Madhusudana Saraswati is the only person who has clarified this point in his commentary. Mostly people go glibly over this sloka and repeat what the original says: “Even after going to Brahmaloka, we will have to come back; but after reaching the Almighty, we need not come back.” They do not try to reconcile the so-called conflict, as it were, that seems to be there between the Upanishads saying that there is no coming back after reaching Brahmaloka and the Gita is saying that we do come back.

There are no contradictions. Both the statements are correct. The Brahmaloka concept is to be clarified first. What do we mean by Brahmaloka? The concept of Brahmaloka that is in our minds is what will decide whether we will come back from there or we will not come back from there. Generally, Brahmaloka is something like our idea of the Universal Being only: it is spread out everywhere  as an all-pervading, brilliant, divine existence into which we enter, where we stay and abide in the glory, beauty and grandeur of that kingdom.

There is a kind of mukti, or salvation, called salokya mukti. We are liberated when we enter the kingdom of God. That kingdom of God seems to be something like a huge, expanded dimension where God rules like a president or an emperor; and a person living in a country need not necessarily have the privilege of an audience with the king or the president. Nevertheless, we have the contentment and satisfaction of being a citizen of the kingdom of that particular emperor. This is one kind of Vaishnava devotion, or even Saiva and Sakta devotion. Among many other types of liberation which people imagine, one lower kind of devotion giving us a passport to a lower kind of experience is the permission to stay in the kingdom of God – a kingdom being conceived as a vast world, as this world is, but scintillating with beauty, grandeur and deathless immortality.

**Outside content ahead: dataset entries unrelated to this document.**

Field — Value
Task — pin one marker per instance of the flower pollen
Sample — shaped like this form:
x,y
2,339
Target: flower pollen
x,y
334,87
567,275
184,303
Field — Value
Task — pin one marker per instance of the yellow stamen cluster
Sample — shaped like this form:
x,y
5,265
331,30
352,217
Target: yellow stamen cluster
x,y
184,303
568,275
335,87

There is another kind of mukti, which is called nearness to God. We live near Rashtrapati Bhavan or near the White House, etc. – just next door. Even then, there is a satisfaction that our president is next door. Even though we may not see him at all, there is a satisfaction that he is next door. Nearness to God, though we may not see him at all, is samipya.

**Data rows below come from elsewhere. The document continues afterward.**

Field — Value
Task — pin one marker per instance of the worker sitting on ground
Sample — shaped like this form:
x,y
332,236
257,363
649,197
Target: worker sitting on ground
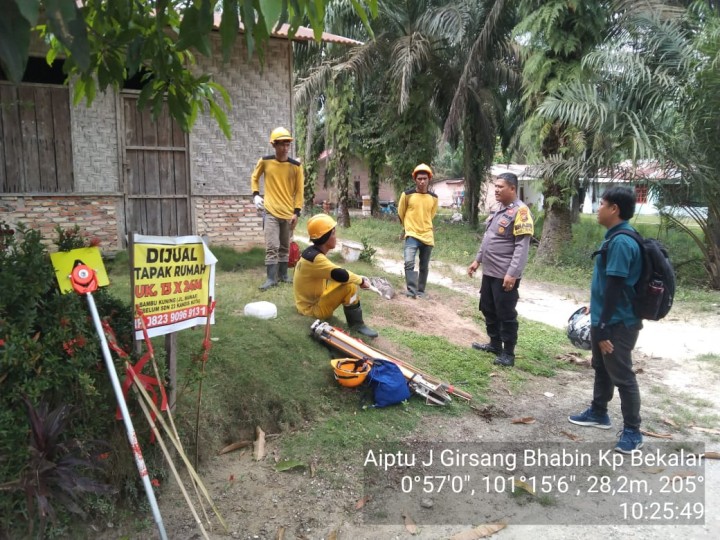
x,y
321,286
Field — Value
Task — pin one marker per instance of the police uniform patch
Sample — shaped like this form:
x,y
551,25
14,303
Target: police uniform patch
x,y
523,222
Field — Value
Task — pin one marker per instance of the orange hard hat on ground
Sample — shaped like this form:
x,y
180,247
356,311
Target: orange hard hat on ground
x,y
422,168
280,134
350,372
319,225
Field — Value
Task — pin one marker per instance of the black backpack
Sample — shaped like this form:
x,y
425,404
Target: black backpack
x,y
655,290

Higher still is sarupya. We assume the same power, same glory, same authority, and same dignity as God Himself, but we are not God. That is, we are empowered with the ability to do all the actions that the president can do – just as during a war the field marshal is sometimes given all the powers of the president of that country, and he can use his discrimination. With all the powers of the president of the country or the king himself, the field marshal is veritably, for all practical purposes, the be-all and the end-all of all things. He can do anything he likes at that time; yet he is not the king, and not the president. That is the kind of mukti, or liberation, that people sometimes expect – where they assume the same form of God and have the same authority, but are not God Himself.

Sayujya is entry. We become the king himself, the very president himself, and we are not merely a deputy who has been appointed for a particular purpose. Sayujya is entry into God. If we enter into God, we cannot come back. Because God is not at a distance, and God is not in time, the question of returning back should not arise. What do we mean by coming back from God? Is God an object, a place, a location?  Is God somewhere in space and time? Spaceless and timeless existence is such that the coming back from it would be like coming from eternity to time – as the entry from waking into dream. Hence, there is a great point in the enunciation that we cannot return from God, and that we will not be a loser by merging in God.